As she moved closer to the eager crowd before her, the sheer cloak gently moved and folded with each step, like the Aurora Borealis in the sky. She pointed to the heavens above and spoke, throwing all the eloquence she could at the words.
"The sun shines on us now with a new energy. The Alaskan lights have returned to the night sky with all the colors and all the glory of the Universe." Only two Pilgrims clapped at this; the rest gawked at her in confusion. She couldn't blame them. "Were you not blessed to behold the colors of the sky last night?" Alexandra worked daily on strengthening her mind and controlling her thoughts and emotions, but times like this when it felt as though she were speaking to children, only the digits helped.
"The lights are a sign of the end times," a man murmured, and although Alexandra was prepared for their doubt to show up in many ways, she couldn't help but be annoyed. The Pilgrims of countless religions had been wishing the end times upon them for longer than recorded history. Why was every generation bound to the hopelessness of the generation before it? Why couldn't something so grand as the Borealis be a sign of good things to come?

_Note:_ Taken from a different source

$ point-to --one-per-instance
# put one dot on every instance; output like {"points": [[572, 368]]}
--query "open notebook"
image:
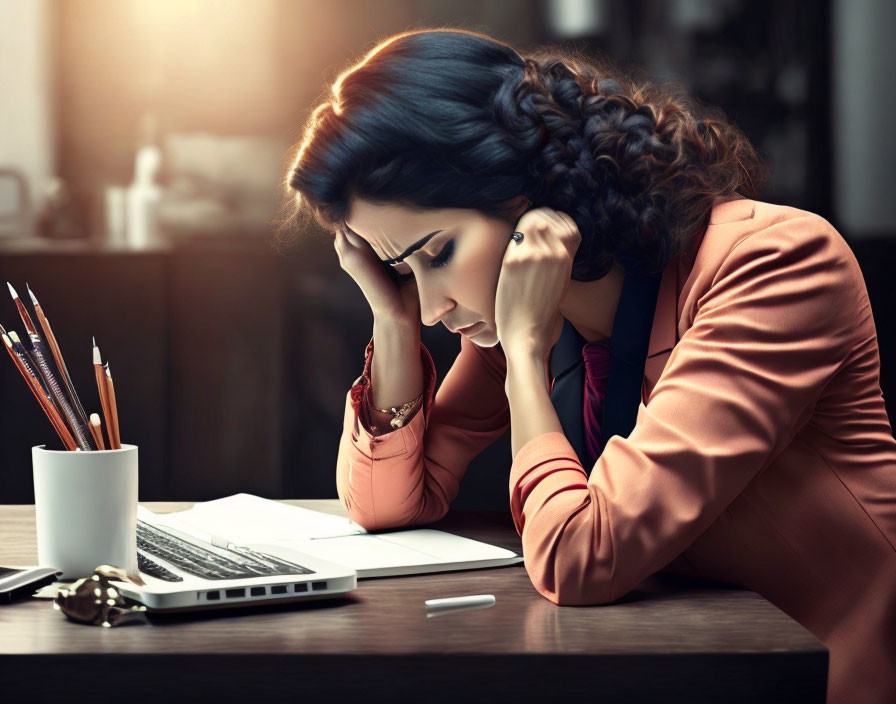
{"points": [[243, 549]]}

"The northern lights are a promise of hope. They are telling of the times ahead, the evolution of the world to come and—"
An ungrateful and uneducated Pilgrim interrupted her. "Red appeared in the sky before the Sun Flares!"

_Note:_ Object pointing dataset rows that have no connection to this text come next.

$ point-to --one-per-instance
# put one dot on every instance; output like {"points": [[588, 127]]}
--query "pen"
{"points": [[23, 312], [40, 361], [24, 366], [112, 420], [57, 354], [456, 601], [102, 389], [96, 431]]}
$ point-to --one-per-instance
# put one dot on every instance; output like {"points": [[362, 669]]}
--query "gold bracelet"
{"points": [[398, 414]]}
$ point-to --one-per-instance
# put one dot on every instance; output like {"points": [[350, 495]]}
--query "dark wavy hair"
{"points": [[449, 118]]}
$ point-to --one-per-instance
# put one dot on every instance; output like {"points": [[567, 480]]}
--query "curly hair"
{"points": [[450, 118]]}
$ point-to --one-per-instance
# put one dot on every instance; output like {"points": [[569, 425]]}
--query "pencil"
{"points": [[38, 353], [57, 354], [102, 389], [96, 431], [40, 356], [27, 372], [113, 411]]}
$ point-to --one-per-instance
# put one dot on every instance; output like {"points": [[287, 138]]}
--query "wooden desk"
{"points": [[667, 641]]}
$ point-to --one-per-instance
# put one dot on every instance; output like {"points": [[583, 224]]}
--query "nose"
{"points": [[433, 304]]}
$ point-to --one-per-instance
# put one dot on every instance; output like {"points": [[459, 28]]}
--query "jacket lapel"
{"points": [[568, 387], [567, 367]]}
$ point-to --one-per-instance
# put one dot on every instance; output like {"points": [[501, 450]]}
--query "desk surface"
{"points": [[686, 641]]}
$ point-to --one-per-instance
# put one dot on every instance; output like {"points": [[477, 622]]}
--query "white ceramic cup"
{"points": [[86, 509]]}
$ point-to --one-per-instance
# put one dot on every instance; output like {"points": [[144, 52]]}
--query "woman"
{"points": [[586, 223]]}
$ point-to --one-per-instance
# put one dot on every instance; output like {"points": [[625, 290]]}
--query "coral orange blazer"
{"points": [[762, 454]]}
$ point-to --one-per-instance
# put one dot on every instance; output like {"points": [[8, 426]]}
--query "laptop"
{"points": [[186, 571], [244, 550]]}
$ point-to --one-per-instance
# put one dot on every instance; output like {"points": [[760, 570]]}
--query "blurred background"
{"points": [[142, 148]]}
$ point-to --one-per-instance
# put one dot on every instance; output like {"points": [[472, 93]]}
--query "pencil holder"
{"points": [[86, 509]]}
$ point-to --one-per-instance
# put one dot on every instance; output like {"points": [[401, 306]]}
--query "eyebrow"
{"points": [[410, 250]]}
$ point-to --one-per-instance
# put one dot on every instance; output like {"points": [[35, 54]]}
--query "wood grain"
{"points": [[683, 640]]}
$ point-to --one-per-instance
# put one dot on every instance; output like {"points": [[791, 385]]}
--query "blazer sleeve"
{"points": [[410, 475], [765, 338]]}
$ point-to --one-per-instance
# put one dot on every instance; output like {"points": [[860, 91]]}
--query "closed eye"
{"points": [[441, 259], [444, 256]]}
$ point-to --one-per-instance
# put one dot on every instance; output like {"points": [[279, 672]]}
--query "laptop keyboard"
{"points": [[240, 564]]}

Alexandra stood tall and recited the digits in her head. She was far too tired from a sleepless night to coach the citizens into their future. Always, she was forced to comfort their feeble minds. But today, shifting their perspective took more time than what she had patience for. Always more time. She hated progress halted by such lack of foresight.
"The sun will never flare or scorch the Earth again," she said calmly. I hope. "Nicholas foretold times just like these. Your Godhead has prepared you, have we not?" She enunciated every word as if to cut their doubt and fears in half.

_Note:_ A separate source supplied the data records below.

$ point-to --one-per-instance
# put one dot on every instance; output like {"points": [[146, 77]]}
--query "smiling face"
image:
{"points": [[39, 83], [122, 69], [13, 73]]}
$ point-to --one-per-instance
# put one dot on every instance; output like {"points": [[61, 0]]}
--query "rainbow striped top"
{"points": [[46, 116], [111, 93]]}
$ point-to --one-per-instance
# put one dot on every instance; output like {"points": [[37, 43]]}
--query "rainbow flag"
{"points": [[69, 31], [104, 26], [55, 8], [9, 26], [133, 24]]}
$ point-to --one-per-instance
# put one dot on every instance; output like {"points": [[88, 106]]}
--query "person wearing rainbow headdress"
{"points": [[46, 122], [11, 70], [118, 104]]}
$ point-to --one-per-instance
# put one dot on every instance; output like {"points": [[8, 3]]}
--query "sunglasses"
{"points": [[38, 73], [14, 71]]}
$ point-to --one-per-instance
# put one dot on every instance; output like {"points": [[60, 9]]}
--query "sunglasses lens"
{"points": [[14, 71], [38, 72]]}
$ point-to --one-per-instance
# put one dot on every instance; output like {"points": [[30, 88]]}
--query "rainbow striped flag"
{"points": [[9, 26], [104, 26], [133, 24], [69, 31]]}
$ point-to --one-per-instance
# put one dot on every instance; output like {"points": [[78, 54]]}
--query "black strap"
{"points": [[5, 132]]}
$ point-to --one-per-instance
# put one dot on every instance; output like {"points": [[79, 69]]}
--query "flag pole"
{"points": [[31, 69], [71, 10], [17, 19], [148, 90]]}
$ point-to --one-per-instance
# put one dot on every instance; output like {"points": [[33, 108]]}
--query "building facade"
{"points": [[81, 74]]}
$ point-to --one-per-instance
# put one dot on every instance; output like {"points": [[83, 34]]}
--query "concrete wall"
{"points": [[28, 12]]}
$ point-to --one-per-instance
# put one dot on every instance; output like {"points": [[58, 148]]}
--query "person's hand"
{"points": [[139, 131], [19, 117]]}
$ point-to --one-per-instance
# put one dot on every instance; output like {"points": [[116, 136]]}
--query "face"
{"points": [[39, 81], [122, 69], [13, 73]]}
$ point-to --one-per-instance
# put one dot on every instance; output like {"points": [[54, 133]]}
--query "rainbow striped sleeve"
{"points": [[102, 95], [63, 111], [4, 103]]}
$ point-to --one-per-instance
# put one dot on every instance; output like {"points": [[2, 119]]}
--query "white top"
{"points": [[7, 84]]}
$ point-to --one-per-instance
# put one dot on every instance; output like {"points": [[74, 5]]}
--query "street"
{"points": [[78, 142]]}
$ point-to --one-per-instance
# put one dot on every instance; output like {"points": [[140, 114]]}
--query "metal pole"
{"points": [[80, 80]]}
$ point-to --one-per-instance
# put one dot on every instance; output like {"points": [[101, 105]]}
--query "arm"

"The Godhead is good!" a woman in the crowd shouted as she held her baby up in the air. Those around her murmured in support and raised their voices together to repeat, "The Godhead is good!"
Alexandra smiled. All it ever took was one voice to guide the others back to faith. She made eye contact with the woman holding the baby and nodded in gratitude. She remembered the faces of those who supported her just as much as the faces of those who spoke against her. Glaring back at the others who'd expressed fear, she said the words herself along with the crowd while peering deep into their eyes, "The Godhead is good. The Godhead is good."
The people breathed and chanted as one, a single organism moving and swaying together with each word. Something caught Alexandra's eye. Movement in the distance. A hooded man walked in the opposite direction of the town's square, his back to the crowd. But she didn't need to see his face to know whose shoulders lay beneath that cloak. It could be only one person: Mikhail. And Alexandra knew exactly where he was going.
"The Godhead is good," she chanted again. "The Godhead is good." And she watched Mikhail disappear around a corner, turning left toward the former home of Nicholas. Their former God.